We tend to think of wood paneling as a dated design trend that immediately places your home decades into the past. But that doesn’t have to be the case! There are ways to make even the most old-fashioned design elements work in a modern home, and that includes wood paneling. At NH Woodworks, we’ve incorporated wood paneling into multiple kitchen remodeling projects, and we think they all look pretty good, if we do say so ourselves.
But before you start any kitchen remodeling project, you need to know your options. Let’s look at the different types of wood paneling first.

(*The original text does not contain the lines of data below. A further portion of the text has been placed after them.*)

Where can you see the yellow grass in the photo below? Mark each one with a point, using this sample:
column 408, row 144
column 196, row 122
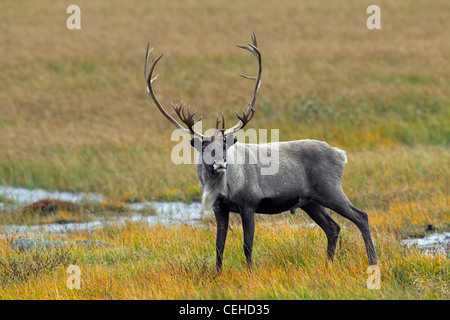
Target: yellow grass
column 75, row 115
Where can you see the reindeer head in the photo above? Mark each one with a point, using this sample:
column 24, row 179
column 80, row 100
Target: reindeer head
column 212, row 148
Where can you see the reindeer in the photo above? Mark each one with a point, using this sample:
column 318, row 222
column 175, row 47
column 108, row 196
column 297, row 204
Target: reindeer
column 309, row 175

Modern Wood Paneling Styles
- Raised or flat panel: This is the traditional style that you’ll see in early colonial homes, usually covering the lower half of the wall. This type of paneling uses rails and stiles or horizontal and vertical frame pieces with grooved or rabbeted edges.
- Board and batten: Usually associated with a more rustic style, this type of paneling is becoming more popular in modern homes. Wide boards are attached to the wall vertically, and thinner boards cover the seams to hide gaps and uneven areas.
- Tongue and groove: This name describes how the panel boards fit together rather than what they look like. The boards slot together, one with a tongue and the other with a groove. This creates the illusion of one continuous panel along the wall. Most often, these panels are flat on one side and have a beaded shallow-grooved profile on the other side.
- Shiplap: Modern farmhouse design has made shiplap paneling popular. Boards with rabbeted edges overlap each other, either horizontally or vertically. It creates a clean yet rustic look that many people like.
- Pallet and reclaimed wood: Not so much a paneling style as a design trend, people are opting to incorporate wood from pallets and other reclaimed wood into their paneling.
Common Way to Use Modern Wood Paneling
- Accent wall: Give your kitchen a design flair by using wood paneling in just one area to make an accent wall.
- Floor to ceiling: If you like it, commit to it! Rather than limiting the wood paneling to a certain height, put it all the way up to the ceiling to make a bold statement.
- Wainscoting: The classic choice. Run wood paneling along the bottom of your walls at whatever height fits the look of your home.